Saturday, 23 April 2016

Banner Saga 2 (Video Game Review)

When it hit the Steam store back in 2014, The Banner Saga was a godsend to so many RPG fanatics. Breaking away from many modern trends and refusing to pull its punches, it offered a mature and dynamic Game of Thrones level Nordic saga and paired it up with punishing, story driven choices on the player’s part. Bleak, beautiful and with an animated aesthetic rarely seen today, it was torturous to watch its developer Stoic caught up in two major lawsuits, the first being the infamous King lawsuit, and the second surrounding the much reviled AFM Agreement. It’s no small wonder that the second part of this trilogy has taken two years to finally see the light of day, but the wait has been well worth it.

Catching up with the heroes merely hours after the harrowing finale to the first game, the few surviving humans and varl march onward to escape the varl onslaught. Taking to the rivers, they begin the long journey towards the human capital, hoping to find respite from the continued onslaught and perhaps even the answer to why the dredge have launched this massive invasion.


  1. The Banner Saga's an odd series to me and I can't quite put my finger on why, maybe it'll become clear when the third part's out and I can go through the whole series start to finish, but I think it has to do with the relevance of the characters, especially with how the story relates to the gameplay.

    To go on a tangent, I think the best way to use characters if you're going to have a ton of them, is to use them the way Fire Emblem on the Game Boy Advance did it, have a few pivotal characters that the story revolves around, while giving everyone else backstory, interesting interactions with one another and maybe setting them up for optional events and dialogue that they could have with other characters (friend, foe, or foe that could become friend) later.
    Another series I can think of that used this style, though to a lesser degree, was Baldur's Gate, the story always revolved around your main character but even though the side characters didn't have too much input on it, I'd never go through the story with a full party of my characters (which you could do by making a multiplayer game then playing it by yourself), I'd always pick up other party members because the side interactions are one of the things that made the game so memorable.

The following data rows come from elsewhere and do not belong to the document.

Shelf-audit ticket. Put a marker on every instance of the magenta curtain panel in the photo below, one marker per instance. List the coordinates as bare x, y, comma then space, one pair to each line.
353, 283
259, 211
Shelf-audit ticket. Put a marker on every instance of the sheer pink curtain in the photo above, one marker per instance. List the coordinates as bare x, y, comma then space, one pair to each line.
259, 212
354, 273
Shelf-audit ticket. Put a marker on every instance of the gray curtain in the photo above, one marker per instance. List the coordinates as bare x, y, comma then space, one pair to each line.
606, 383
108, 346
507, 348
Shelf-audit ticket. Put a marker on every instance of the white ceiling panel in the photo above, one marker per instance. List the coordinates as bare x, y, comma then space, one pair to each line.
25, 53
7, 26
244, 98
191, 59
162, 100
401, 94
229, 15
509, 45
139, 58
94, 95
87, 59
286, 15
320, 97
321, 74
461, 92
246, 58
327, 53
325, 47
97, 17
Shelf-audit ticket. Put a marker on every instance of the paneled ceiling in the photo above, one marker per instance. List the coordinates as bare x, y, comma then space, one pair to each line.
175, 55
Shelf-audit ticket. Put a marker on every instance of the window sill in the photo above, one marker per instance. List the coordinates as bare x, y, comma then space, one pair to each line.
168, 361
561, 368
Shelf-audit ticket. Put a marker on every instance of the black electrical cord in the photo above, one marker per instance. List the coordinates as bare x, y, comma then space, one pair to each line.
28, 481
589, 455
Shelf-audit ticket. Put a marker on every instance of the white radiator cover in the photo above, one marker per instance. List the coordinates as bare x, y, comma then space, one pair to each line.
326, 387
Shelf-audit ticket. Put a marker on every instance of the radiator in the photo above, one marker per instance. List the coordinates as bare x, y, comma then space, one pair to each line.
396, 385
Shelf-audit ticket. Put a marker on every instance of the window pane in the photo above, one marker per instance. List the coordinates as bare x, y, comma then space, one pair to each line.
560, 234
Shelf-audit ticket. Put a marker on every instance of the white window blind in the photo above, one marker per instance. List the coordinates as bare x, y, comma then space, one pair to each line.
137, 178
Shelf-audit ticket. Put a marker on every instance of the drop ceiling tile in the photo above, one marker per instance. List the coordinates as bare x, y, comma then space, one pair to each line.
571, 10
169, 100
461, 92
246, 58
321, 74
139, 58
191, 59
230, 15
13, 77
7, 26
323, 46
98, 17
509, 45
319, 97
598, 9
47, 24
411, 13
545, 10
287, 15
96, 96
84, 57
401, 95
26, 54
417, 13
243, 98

    Having a lot of characters try to stay relevant to the story when it feels like they just pop up every now and again feels like they're writing it with a checklist, "we made this character relevant again, now what about this one?"
    That being said I'll definitely pick it up because even though it feels odd I did really enjoy the first one.

    1. Well, personally I think it's in part down to how it subverts a lot of traditional expectations. It follows more of a traditional Norse style of storytelling, opening in a very different manner to traditional games of most genres or countries today and following a very different style and morality. The other thing might be down to the characters as you mention, but also how certain choices play out. Some have significant impact in the moment, but others are just one shot ideas. The thing is though, all of them feel important as there's no time where a choice doesn't risk getting someone killed.

      Well, the thing is that the game certainly does try to follow that singular format but it kind of keeps screwing it up. You always have three or four core characters and then a few others who rise and fall in terms of importance to the story. The problem is that said "tiers" seem to keep shifting one time after another, resulting in the aforementioned problem of certain figures rising out of nowhere. Plus, atop of that, there's also the problem of certain characters suddenly becoming important. Oddleif, for example, is a background character for almost the entire first game but during the second she all of a sudden becomes a major figure of importance out of seemingly nowhere.

      Still, it's a solid and very engaging release at least. Plus, if anything there's something admirable about how it tries to subvert more traditional storytelling tropes without compromising quality.